Sich auf den Standpunkt des anderen zu stellen:
„Wir sind nicht in der Lage, die Wahrheit über uns zu erkennen, weder ich noch du, solange wir in den Mauern unserer Ängste eingeschlossen sind. Wir müssen einander von außen sehen, ich dich mit deinen und du mich mit meinen Augen. Wir müssen im Gespräch unsere Ansichten miteinander vergleichen, und erst dann sind wir in der Lage, eine Antwort auf die Frage zu finden, wie es um uns wirklich steht.“
„Solange ich nur mit meinen Augen auf mich schaue, kenne ich nur einen Teil der Wahrheit. Solange du dich nur mit deinen Augen betrachtest, kennst auch du nur einen Teil der Wahrheit. Aber auch umgekehrt: Wenn ich auf dich schaue und nur das beachte, was ich sehe, und wenn du auf mich schaust und nur berücksichtigst, was du siehst, erliegen wir zum Teil einer Täuschung.“
„Die volle Wahrheit ist eine Frucht gemeinsamer Erfahrungen, deiner Erfahrungen mit mir und meiner Erfahrungen mit dir.“ (22)
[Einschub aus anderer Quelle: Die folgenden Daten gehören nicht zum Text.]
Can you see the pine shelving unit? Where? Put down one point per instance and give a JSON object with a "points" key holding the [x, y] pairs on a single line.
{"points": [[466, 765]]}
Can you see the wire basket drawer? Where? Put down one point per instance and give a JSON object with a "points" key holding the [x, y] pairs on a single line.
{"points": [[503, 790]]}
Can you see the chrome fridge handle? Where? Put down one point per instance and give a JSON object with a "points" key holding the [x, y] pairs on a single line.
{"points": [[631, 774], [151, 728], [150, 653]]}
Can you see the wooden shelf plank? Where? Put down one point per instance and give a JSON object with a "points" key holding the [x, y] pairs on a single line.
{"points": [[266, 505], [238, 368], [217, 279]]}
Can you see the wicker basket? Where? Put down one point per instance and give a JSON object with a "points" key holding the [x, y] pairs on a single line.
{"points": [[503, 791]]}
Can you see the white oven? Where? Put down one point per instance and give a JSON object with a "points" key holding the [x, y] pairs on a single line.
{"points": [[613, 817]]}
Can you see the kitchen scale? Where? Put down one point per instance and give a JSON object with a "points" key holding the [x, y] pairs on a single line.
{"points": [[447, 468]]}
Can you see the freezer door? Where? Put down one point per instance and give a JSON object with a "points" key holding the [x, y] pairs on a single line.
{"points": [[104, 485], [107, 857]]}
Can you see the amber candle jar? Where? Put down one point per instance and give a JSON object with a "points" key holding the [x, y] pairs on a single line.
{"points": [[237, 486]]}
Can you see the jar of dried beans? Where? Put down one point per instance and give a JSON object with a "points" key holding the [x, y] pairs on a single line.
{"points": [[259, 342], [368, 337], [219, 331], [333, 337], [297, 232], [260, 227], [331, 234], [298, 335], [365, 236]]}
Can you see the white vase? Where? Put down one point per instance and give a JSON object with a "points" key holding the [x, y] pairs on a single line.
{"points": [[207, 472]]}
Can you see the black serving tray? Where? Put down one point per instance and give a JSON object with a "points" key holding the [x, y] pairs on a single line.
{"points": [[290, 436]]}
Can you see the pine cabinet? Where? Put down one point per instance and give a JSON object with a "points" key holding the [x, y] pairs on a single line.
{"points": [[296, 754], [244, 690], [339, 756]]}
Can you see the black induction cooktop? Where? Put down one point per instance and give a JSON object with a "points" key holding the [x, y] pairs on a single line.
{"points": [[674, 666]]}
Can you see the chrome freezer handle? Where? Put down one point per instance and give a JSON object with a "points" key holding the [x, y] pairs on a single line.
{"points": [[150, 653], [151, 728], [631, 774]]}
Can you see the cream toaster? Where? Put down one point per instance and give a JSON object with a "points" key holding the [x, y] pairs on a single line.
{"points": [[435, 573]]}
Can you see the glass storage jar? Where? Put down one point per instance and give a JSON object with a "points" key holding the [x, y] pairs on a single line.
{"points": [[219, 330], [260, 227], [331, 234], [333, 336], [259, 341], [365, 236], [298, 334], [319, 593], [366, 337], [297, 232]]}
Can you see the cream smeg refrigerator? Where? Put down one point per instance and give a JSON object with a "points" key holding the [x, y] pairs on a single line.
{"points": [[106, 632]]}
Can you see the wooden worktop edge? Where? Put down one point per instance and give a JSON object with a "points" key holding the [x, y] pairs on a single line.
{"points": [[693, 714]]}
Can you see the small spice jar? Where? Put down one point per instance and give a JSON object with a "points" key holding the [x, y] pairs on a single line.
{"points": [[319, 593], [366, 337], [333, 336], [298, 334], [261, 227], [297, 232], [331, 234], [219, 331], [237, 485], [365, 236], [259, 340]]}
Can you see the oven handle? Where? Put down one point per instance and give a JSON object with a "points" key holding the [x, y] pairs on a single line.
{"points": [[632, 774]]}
„Anerkennen dessen, dass der andere von seinem Gesichtspunkt aus immer auch ein wenig recht hat.“
„Niemand verkriecht sich freiwillig in einem Versteck; er hat offensichtlich einen Grund dafür. Diesen Grund muss man anerkennen.“
„Sicherlich hast du ein bisschen recht. In dieser Aussage kommt ein Zweites, nicht weniger Bedeutendes zum Ausdruck: Sicherlich habe ich nicht ganz recht.“ (23)
Ein authentischer Dialog als „notwendiges Mittel zur Erlangung der Wahrheit über unsere gesellschaftlichen Verhältnisse“ (23)
„Wenn ich mich einem Dialog stelle, so bin ich allein dadurch bereit, die persönliche Wahrheit eines anderen zu einem Teil meiner Wahrheit über ihn zu machen und die Wahrheit über mich zu einem Teil seiner Wahrheit werden zu lassen. Dialog ist Aufbau von Gegenseitigkeit.“ (23)
Was soll das Thema eines Dialogs sein?
Hauptthema: das Leid, das dem Menschen von seinem Mitmenschen zugefügt wird
„In einem wahrhaftigen Dialog geht es immer um die Wahrheit. Im Dialog der Solidarität – einem Dialog der wachen Gewissen – geht es vor allem um die Wahrheit über das unnötige Leid der arbeitenden Menschen.“
Was tun?
„Die Welt der Leiden des arbeitenden Menschen durchschreiten und davon ein Zeugnis geben – das ist Solidarität der Gewissen. Ein Zeugnis geben heißt zuallererst, die Dinge bei ihrem Namen nennen, eine Sprache sprechen, die den Dingen entspricht. Zeugnis geben heißt auch, den Unwillen der Leute über das unnötige Leid des arbeitenden Menschen erwecken.“ (25)
„Ein Dialog ist erst dann möglich, wenn es eine gemeinsame Grammatik gibt. Die Grammatik der zwischenmenschlichen Beziehungen ist die Ethik. Und ihr Grundprinzip ist die Würde des Menschen.“ (43)
Illusion:
„Es gibt Ausgebeutete, aber keine Ausbeuter. Alle, wenn auch auf verschiedene Art, sind Opfer der Illusion. Wir täuschen uns, weil wir von einem gemeinsamen Vorurteil getäuscht wurden.“ (45)
„Geniale Gedanken unterliegen bisweilen weniger genialen Vereinfachungen. Genauso entstehen Illusionen.“ (47)
Ethik der Solidarität. Prinzipien einer Hoffnung, Graz 1982. Polnisches Original: Etyka solidarności i Homo sovieticus, Paris 1982.
P.S.: Die Seitenangaben der ersten Zitate reiche ich nach.